A Brief Foray into Normalisation

Hopefully you can all remember learning about normalisation. Just in case you can’t, a very quick overview - feel free to skip this section if it’s all familiar.

This is primarily here as it’s important that people understand what they don’t know before trying to understand joins.

Normalisation Primer

A man walks into a library and picks up the first book he sees and checks it out. This transaction could be written down in a table like this.

lendee_name: "Jordan Booth"
lendee_address: "1600 Pennsylvania Ave NW Washington, DC 20500"
book_name: "Arnold: The Education of a Bodybuilder"
book_author: "Arnold Schwarzenegger"
book_isbn: "0007466021"
expected_return_date: "1997-08-29"

This is what we call de-normalised data - data that contains data that isn’t relevant to the record at hand.

Let’s say this strange “Jordan” man got out a second book. We’d then have two transactions, each with his name and his address. What then happens if he changes his address? It’s now stored in multiple places, it has to be updated in each one separately! This doesn’t sound right!

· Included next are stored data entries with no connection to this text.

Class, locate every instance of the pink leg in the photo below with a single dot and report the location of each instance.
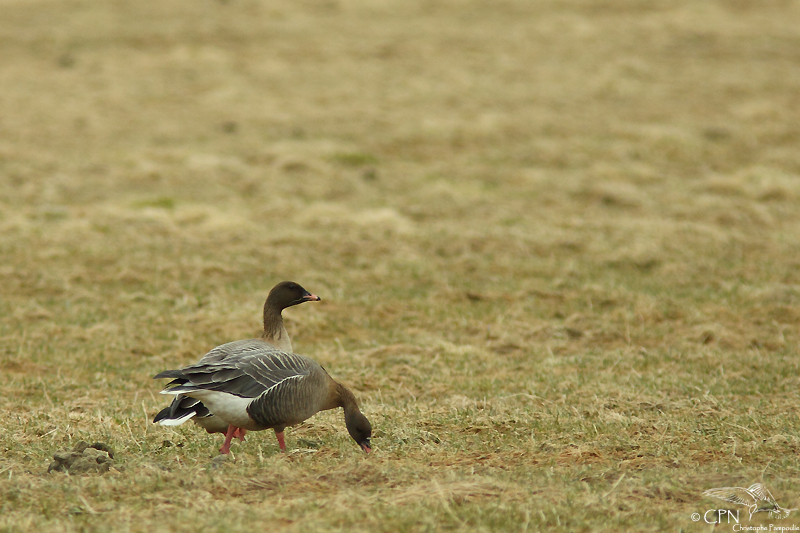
(281, 442)
(226, 446)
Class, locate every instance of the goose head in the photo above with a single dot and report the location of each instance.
(288, 293)
(359, 428)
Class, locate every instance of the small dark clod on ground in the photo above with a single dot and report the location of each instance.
(83, 459)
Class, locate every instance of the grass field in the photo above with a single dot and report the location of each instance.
(556, 242)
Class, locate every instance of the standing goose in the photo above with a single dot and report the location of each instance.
(283, 295)
(256, 386)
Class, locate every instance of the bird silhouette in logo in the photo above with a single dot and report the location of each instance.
(756, 498)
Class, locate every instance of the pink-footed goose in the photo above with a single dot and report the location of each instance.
(183, 408)
(258, 387)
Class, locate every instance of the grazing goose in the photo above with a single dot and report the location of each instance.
(256, 386)
(283, 295)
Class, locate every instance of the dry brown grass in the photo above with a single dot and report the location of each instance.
(556, 241)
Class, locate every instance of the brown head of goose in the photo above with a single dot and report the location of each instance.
(258, 387)
(284, 294)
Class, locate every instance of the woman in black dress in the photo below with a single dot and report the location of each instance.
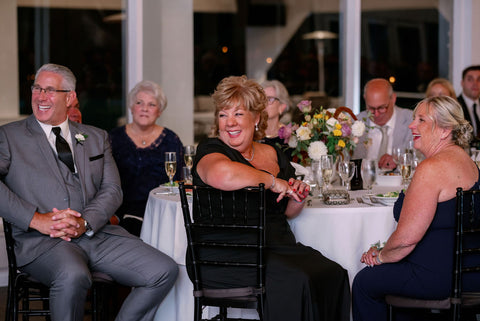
(301, 284)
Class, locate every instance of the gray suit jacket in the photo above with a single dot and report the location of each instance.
(31, 181)
(401, 132)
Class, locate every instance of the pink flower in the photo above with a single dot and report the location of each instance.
(305, 106)
(285, 132)
(346, 130)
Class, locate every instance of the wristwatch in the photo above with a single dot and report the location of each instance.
(88, 229)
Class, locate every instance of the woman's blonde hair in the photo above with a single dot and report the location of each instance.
(445, 112)
(150, 87)
(239, 91)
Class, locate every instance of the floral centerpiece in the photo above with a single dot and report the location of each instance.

Normalisation is the process of taking that data and splitting it out so the data isn’t duplicated.

In the simplest case here, we’d end up with a new Table called lendee

CREATE TABLE `Lendee` (
  `lendee_id` bigint NOT NULL,
  `name` varchar(500) NOT NULL,
  `address` varchar(500) NOT NULL,
)

Great, now this looks more like this! Instead of referring to the details of the lender, we reference the id.

lendee_id: 1
book_name: "Arnold: The Education of a Bodybuilder"
book_author: "Arnold Schwarzenegger"
book_isbn: "0007466021"
expected_return_date: "1997-08-29"

…but that book is duplicated data right? As is the author?

CREATE TABLE `Author` (
  `author_id` bigint NOT NULL,
  `name` varchar(500) NOT NULL
)
CREATE TABLE `Book` (
  `book_id` bigint NOT NULL,
  `author_id` bigint NOT NULL,
  `name` varchar(500) NOT NULL
  `isbn` varchar(10) NOT NULL
)

Look! No more duplicated data! This is now normalised.

lendee_id: 1
book_id: 1
expected_return_date: "1997-08-29"

If you’re still a bit unsure on normalisation, I urge you strongly to do some of your own reading, it really is bread and butter and vital to understand.

I heard de-normalisation makes it go faster?

Well, maybe. Most likely you’re reaching for the wrong tool in the toolbox. There will definitively be times when it can make sense for performance reasons, but despite optimising a lot of databases and a lot of queries, I’ve yet to come across a situation where de-normalising was the best course of action.

From many years of developing software, I’ve found the most important part of an application is building it on a solid data model. Almost anything can be fixed, but if the data in your database becomes garbage - you’re faced with a very difficult problem walking that back.

Data consistency should be the last thing to be sacrificed on the alter of enhanced query speed.